TALLINN - Estonia, Finland and Latvia are about to develop a new wheeled armored vehicle platform together and expect to achieve the first result already this year.
Secretary general of the Estonian Ministry of Defense Kristjan Prikk has signed a joint technical arrangement agreement with Finland and Latvia, which enables Estonia to continue its participation in the program to develop the military requirements and platform for the potential procurement of armored vehicles with a common armored wheeled system, spokespeople for the Ministry of Defense said on Monday.
"With the project that has several parties involved, we have to keep in mind that our primary goal here is to develop a platform that meets the requirements of Estonian defense forces with a favorable price. We see a big potential in this project, especially as we are involved already in the development phase, which is the best way to secure that eventually we will have equipment that meets our needs," Prikk said.
For Estonia, the development of the armored vehicle platform means the possible replacement of the older generation Pasi armored vehicles currently used by the defense forces. The decision to replace the vehicles is expected to be made with the country's new national defense development plan.
"It is important for us that international defense cooperation, which has a very clear economic dimension, continues. In the current crisis, it is also crucial that we continue to strengthen our defense capability and, if possible, lay the foundation for creating new jobs or maintaining existing ones in the Estonian defense industry sector," Prikk added.

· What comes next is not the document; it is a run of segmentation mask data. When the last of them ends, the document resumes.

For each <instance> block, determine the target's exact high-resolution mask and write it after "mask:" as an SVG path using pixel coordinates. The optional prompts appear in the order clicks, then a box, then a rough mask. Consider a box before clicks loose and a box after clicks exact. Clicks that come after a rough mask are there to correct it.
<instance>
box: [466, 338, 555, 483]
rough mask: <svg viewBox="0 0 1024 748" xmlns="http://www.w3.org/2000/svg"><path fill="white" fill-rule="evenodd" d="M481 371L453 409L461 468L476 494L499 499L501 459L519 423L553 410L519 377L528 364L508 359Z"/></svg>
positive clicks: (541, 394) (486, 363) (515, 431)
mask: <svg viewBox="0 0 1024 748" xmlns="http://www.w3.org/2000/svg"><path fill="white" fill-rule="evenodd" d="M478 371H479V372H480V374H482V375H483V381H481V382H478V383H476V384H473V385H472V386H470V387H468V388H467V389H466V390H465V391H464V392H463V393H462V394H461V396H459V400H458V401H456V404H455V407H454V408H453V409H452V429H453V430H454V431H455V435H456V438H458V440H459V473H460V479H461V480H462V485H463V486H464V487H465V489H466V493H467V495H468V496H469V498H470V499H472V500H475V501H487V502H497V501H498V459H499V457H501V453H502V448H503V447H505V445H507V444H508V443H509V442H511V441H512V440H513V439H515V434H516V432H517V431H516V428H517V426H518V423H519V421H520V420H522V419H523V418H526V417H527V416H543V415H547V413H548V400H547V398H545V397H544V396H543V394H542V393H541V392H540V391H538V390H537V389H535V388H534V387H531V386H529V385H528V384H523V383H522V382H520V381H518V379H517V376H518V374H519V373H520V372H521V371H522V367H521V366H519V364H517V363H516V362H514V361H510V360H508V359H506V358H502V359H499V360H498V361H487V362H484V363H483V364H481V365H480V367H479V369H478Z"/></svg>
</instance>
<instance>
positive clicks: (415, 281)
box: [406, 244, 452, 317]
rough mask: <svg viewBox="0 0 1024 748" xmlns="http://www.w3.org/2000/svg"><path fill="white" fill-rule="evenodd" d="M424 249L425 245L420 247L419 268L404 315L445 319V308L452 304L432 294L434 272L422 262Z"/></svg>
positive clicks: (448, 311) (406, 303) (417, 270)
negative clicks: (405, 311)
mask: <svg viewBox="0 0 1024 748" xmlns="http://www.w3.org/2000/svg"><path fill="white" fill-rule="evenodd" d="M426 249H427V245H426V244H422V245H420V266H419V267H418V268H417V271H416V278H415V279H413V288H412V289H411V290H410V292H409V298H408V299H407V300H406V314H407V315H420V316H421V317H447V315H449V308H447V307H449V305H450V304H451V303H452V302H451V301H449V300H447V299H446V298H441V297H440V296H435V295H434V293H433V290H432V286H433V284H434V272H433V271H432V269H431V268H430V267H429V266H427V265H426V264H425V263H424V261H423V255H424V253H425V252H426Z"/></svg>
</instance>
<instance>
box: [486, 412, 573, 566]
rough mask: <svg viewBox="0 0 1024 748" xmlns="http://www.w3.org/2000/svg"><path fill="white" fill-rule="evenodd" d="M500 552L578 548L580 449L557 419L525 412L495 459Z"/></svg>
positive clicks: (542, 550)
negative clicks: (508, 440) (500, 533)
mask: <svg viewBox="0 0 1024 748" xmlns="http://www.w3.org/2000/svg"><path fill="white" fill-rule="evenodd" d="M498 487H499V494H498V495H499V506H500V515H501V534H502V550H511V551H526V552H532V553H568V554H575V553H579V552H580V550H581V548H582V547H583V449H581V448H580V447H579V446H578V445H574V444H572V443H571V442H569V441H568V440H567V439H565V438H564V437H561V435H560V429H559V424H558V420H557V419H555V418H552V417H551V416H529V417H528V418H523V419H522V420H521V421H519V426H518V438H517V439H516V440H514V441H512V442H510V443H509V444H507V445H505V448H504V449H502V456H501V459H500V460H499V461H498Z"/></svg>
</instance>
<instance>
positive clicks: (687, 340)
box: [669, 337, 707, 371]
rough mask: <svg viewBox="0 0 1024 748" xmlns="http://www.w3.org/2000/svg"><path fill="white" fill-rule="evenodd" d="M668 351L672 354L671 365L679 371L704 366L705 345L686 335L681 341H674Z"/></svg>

Within the framework of the agreement, Finland, Latvia and Estonia agreed on common technical requirements for the armored vehicles platform to be developed and on the development of a vehicle prototype. The first results are planned to be achieved this year.
Under the agreement, countries are free to choose their future partners for the vehicles' maintenance, crew training and spare parts. The Estonian defense forces currently have 140 armored vehicles in their fleet, of which approximately 100 need to be replaced in the coming years. The first vehicles will come to the end of their lifecycle in 2024.